8. Divulgazione. Nota lieta di questo importante capitolo è l‘attivazione e finalmente la messa in Rete del nuovo sito Internet: www.sastrieste.it (realizzato da Paolo Guglia con la collaborazione di alcuni soci) dove tutte le particolarità del territorio e della nostra attività sono esaurientemente illustrate. Abbiamo inoltre dato alle stampe una pubblicazione commemorativa della figura di Walter Maucci. Avviata in sordina, la pubblicazione ha man mano raccolto importanti contributi da studiosi e speleologi italiani di grande qualità che la renderanno un importante strumento per interpretare l’evoluzione (o involuzione) della speleologia triestina.
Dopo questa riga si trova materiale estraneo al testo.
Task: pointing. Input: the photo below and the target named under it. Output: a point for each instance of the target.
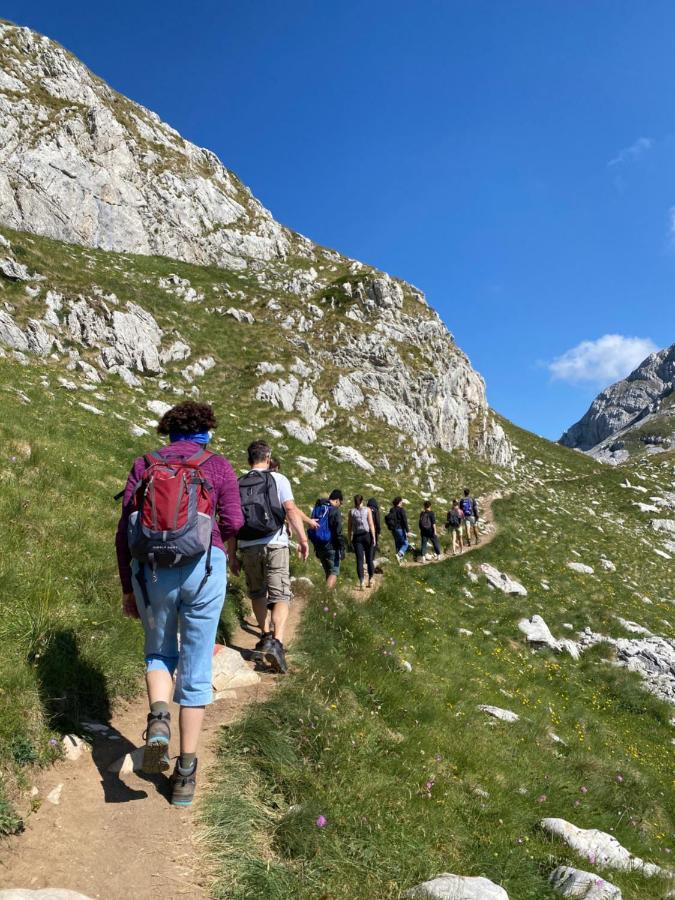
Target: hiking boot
(157, 736)
(276, 657)
(183, 784)
(264, 643)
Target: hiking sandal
(183, 784)
(157, 736)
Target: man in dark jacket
(397, 521)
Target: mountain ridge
(81, 163)
(642, 399)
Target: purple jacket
(229, 517)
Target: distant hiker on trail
(361, 535)
(374, 508)
(454, 525)
(327, 537)
(267, 503)
(396, 521)
(181, 507)
(428, 531)
(469, 508)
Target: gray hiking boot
(183, 784)
(157, 736)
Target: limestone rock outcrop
(632, 402)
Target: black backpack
(263, 513)
(426, 521)
(454, 519)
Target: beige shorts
(267, 574)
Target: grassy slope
(67, 653)
(412, 779)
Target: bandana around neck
(199, 437)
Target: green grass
(412, 779)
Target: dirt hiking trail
(117, 836)
(487, 529)
(114, 836)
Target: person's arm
(294, 518)
(122, 544)
(228, 502)
(371, 526)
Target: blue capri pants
(176, 605)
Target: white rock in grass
(230, 671)
(457, 887)
(502, 581)
(43, 894)
(54, 796)
(350, 455)
(158, 407)
(73, 747)
(303, 433)
(581, 568)
(572, 882)
(598, 847)
(130, 762)
(663, 525)
(93, 409)
(538, 632)
(505, 715)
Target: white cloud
(604, 361)
(632, 153)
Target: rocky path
(488, 532)
(112, 836)
(116, 835)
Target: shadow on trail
(75, 698)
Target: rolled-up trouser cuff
(168, 663)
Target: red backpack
(172, 513)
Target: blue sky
(515, 160)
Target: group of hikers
(186, 518)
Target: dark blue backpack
(322, 534)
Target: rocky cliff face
(82, 164)
(624, 407)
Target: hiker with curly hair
(181, 510)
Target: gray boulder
(572, 882)
(457, 887)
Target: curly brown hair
(187, 417)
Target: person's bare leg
(159, 684)
(260, 611)
(191, 720)
(279, 619)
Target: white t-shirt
(280, 537)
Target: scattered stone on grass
(581, 568)
(54, 796)
(571, 882)
(502, 581)
(457, 887)
(44, 894)
(230, 670)
(598, 847)
(73, 747)
(505, 715)
(130, 762)
(539, 634)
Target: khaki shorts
(267, 574)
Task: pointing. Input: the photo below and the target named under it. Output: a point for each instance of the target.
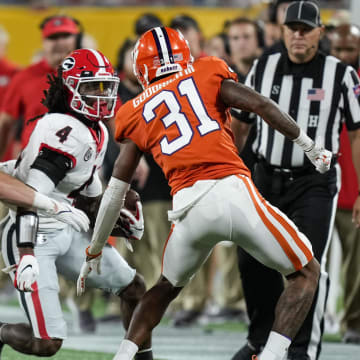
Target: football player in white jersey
(62, 159)
(15, 193)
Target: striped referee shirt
(319, 95)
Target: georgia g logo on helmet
(160, 51)
(68, 64)
(91, 82)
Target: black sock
(145, 355)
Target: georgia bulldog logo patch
(88, 154)
(68, 64)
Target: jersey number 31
(206, 125)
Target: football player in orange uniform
(182, 118)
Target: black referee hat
(305, 12)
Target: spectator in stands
(218, 45)
(60, 35)
(7, 71)
(345, 45)
(146, 22)
(190, 28)
(246, 40)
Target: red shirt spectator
(7, 71)
(24, 95)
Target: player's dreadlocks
(56, 102)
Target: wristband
(43, 202)
(91, 256)
(26, 228)
(304, 141)
(109, 211)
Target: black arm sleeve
(55, 165)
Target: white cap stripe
(300, 8)
(162, 43)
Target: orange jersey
(182, 121)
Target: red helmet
(158, 52)
(92, 84)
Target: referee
(321, 94)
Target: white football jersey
(86, 149)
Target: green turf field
(200, 342)
(63, 354)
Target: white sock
(276, 347)
(1, 327)
(127, 350)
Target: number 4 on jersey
(64, 133)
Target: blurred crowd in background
(215, 294)
(234, 3)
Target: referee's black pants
(309, 199)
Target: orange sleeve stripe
(271, 227)
(166, 242)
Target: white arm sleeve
(95, 188)
(109, 211)
(39, 181)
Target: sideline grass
(63, 354)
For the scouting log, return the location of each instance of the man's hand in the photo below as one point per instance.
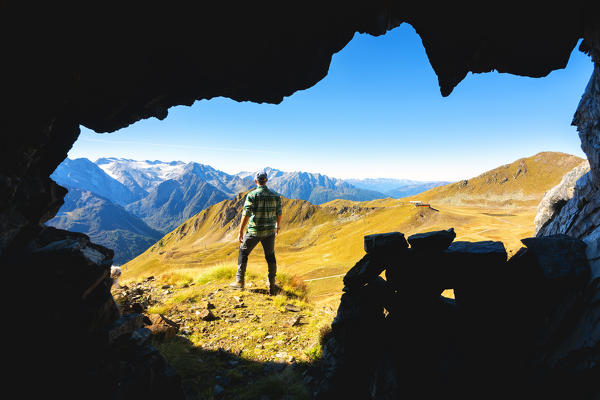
(243, 224)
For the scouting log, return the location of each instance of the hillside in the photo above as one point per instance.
(320, 242)
(522, 182)
(105, 223)
(175, 200)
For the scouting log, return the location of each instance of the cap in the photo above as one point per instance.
(261, 176)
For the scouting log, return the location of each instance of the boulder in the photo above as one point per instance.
(553, 200)
(365, 270)
(466, 263)
(436, 241)
(559, 257)
(125, 325)
(162, 327)
(477, 273)
(384, 244)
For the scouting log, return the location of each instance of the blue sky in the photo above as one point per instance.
(378, 113)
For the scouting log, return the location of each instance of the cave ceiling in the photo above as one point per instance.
(108, 64)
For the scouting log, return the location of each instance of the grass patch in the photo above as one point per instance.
(292, 284)
(286, 384)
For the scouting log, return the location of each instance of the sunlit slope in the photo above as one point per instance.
(522, 182)
(320, 242)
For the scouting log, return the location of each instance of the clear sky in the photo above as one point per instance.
(378, 113)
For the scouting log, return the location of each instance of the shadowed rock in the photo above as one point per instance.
(432, 241)
(162, 327)
(383, 244)
(559, 256)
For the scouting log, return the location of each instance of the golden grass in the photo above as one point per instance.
(325, 241)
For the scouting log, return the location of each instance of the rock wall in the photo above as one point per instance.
(75, 341)
(109, 64)
(513, 330)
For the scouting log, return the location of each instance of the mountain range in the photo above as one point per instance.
(396, 188)
(127, 204)
(319, 243)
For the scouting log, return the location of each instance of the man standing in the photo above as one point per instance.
(262, 214)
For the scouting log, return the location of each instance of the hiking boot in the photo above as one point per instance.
(237, 285)
(272, 287)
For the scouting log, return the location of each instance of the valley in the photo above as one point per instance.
(319, 243)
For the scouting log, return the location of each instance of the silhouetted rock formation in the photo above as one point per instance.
(65, 66)
(81, 333)
(507, 335)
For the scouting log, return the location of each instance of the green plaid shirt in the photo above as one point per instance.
(263, 206)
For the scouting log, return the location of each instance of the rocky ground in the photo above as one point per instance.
(232, 344)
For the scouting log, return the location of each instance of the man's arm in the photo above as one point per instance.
(243, 224)
(247, 210)
(278, 212)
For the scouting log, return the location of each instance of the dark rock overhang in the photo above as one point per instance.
(108, 64)
(114, 63)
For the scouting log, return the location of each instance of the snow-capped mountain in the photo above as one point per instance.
(315, 188)
(143, 176)
(106, 223)
(140, 176)
(83, 174)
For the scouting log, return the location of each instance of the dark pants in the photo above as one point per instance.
(248, 244)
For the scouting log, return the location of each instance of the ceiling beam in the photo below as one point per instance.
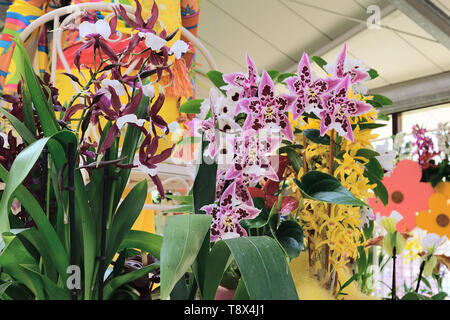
(418, 93)
(344, 37)
(428, 16)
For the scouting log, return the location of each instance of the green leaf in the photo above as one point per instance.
(182, 240)
(119, 281)
(28, 114)
(45, 111)
(414, 296)
(217, 262)
(142, 240)
(125, 217)
(366, 153)
(440, 296)
(373, 74)
(54, 247)
(290, 235)
(263, 268)
(314, 136)
(21, 129)
(216, 78)
(320, 62)
(181, 199)
(181, 209)
(12, 259)
(191, 106)
(324, 187)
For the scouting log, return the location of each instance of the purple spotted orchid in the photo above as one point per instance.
(268, 110)
(338, 110)
(120, 115)
(227, 214)
(251, 149)
(309, 93)
(353, 68)
(247, 84)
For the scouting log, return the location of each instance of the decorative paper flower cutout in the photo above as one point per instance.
(437, 219)
(406, 194)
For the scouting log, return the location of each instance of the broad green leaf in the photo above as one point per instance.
(295, 159)
(11, 260)
(324, 187)
(125, 217)
(290, 235)
(217, 263)
(191, 106)
(314, 136)
(116, 282)
(263, 267)
(54, 246)
(45, 111)
(142, 240)
(26, 134)
(181, 209)
(182, 240)
(216, 78)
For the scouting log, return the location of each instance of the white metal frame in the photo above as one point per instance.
(171, 172)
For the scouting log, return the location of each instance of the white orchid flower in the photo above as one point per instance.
(432, 241)
(129, 118)
(178, 48)
(100, 27)
(118, 87)
(152, 41)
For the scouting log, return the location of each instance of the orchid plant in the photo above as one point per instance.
(64, 219)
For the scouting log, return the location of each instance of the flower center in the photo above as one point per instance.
(397, 197)
(269, 111)
(442, 220)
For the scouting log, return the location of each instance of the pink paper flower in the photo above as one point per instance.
(338, 110)
(227, 215)
(268, 110)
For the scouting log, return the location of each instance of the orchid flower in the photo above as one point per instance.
(178, 48)
(353, 68)
(247, 84)
(251, 149)
(308, 92)
(338, 108)
(120, 115)
(96, 34)
(268, 110)
(227, 215)
(149, 159)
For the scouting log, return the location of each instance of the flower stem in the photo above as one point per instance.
(331, 172)
(422, 266)
(394, 289)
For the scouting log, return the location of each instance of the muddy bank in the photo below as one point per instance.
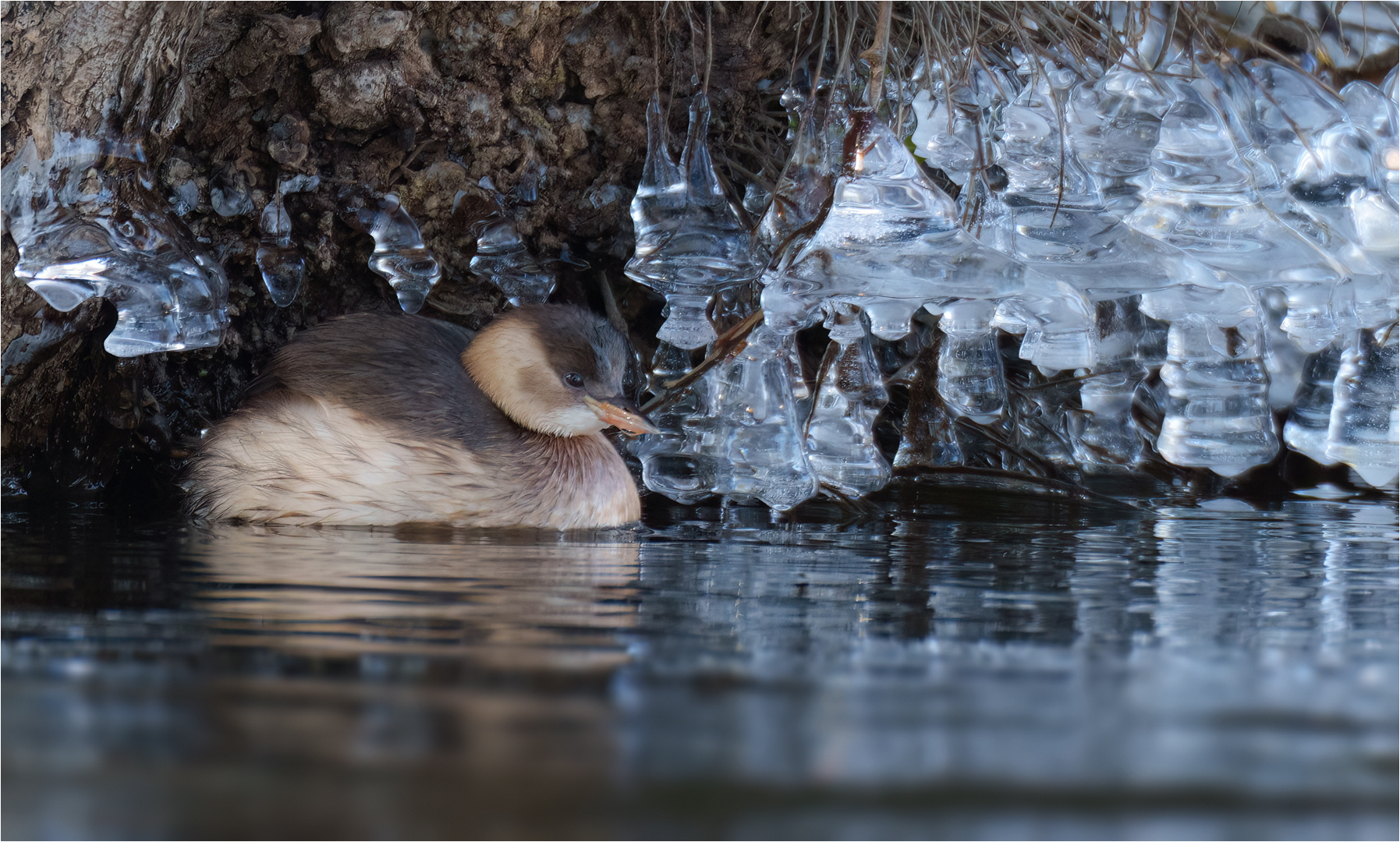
(531, 111)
9. Cavità artificiali. La Sezione di Speleologia Urbana della Società Adriatica di Speleologia ha continuato, anche nell’anno 2008, nella sua attività di documentazione del mondo sotterraneo artificiale. Sono state fatte numerose uscite riguardanti l’acquedotto Teresiano, con particolare attenzione alla situazione creatasi nelle “gallerie superiori” a monte del Capofonte in relazione a lavori stradali recentemente eseguiti nelle immediate vicinanze. E’ stato quindi verificato ciclicamente il livello delle acque in queste gallerie, avviando un progetto di monitoraggio ufficializzato con il Comune di Trieste all’inizio del 2009. Tante novità sono giunte dai Sotterranei dei Gesuiti, vani posti sotto la chiesa di SMM che da qualche tempo sono oggetto di visite guidate organizzate dalla nostra Società. Oltre all’interesse sempre dimostrato dai visitatori, è da segnalare la riapertura della galleria che collegava le cantine della chiesa con quelle del vicino Collegio, passaggio che permetterà di ampliare notevolmente il percorso di visita. Da segnalare anche la scoperta di una nuova stanza murata, che si sta svuotando dai tanti materiali in essa accumulati. Non ha subito interruzione, inoltre, la normale attività di ricerca e documentazione di nuove cavità in ambito provinciale e cittadino, con l’esplorazione di vari pozzi/cisterna in Carso e di alcune interessanti ipogei nel territorio di Trieste. Da segnalare la partecipazione al 6° Convegno Nazionale sulle Cavità Artificiali svoltosi a Napoli, dove è stata presentata una relazione sullo stato attuale dell’acquedotto Teresiano. Varie sono state le conferenze svolte sull’argomento CA e ci sono state alcune trasmissioni radiofoniche che hanno visto la nostra collaborazione sull’argomento i Sotterranei dei Gesuiti e l’attività in CA. Da non trascurare l’attenzione posta alle nuove tecnologie disponibili, come l’uso dei sistemi di geo-referenziazione e l’inserimento di punti e rilievi di CA su immagini satellitari tridimensionali (Google Earth). Da accennare, infine, l’avvio di un programma di ricerca che riguarda le CA presenti nell’ambito della Baia di Sistiana, indagine che sarà oggetto di un numero monografico dei “Quaderni di Speleologia Urbana”, serie di pubblicazioni informatiche “on line” che vedrà presto la sua pubblicazione sul sito sociale.
Potremo, a questo punto, proseguire nella nostra esposizione perché le cose da raccontare sarebbero altre ancora. Quest’impennata di attivismo non è però facilmente interpretabile ma ci riserviamo di spiegarla nelle relazioni future, augurandoci tuttavia che un tanto invidiabile trend possa proseguire.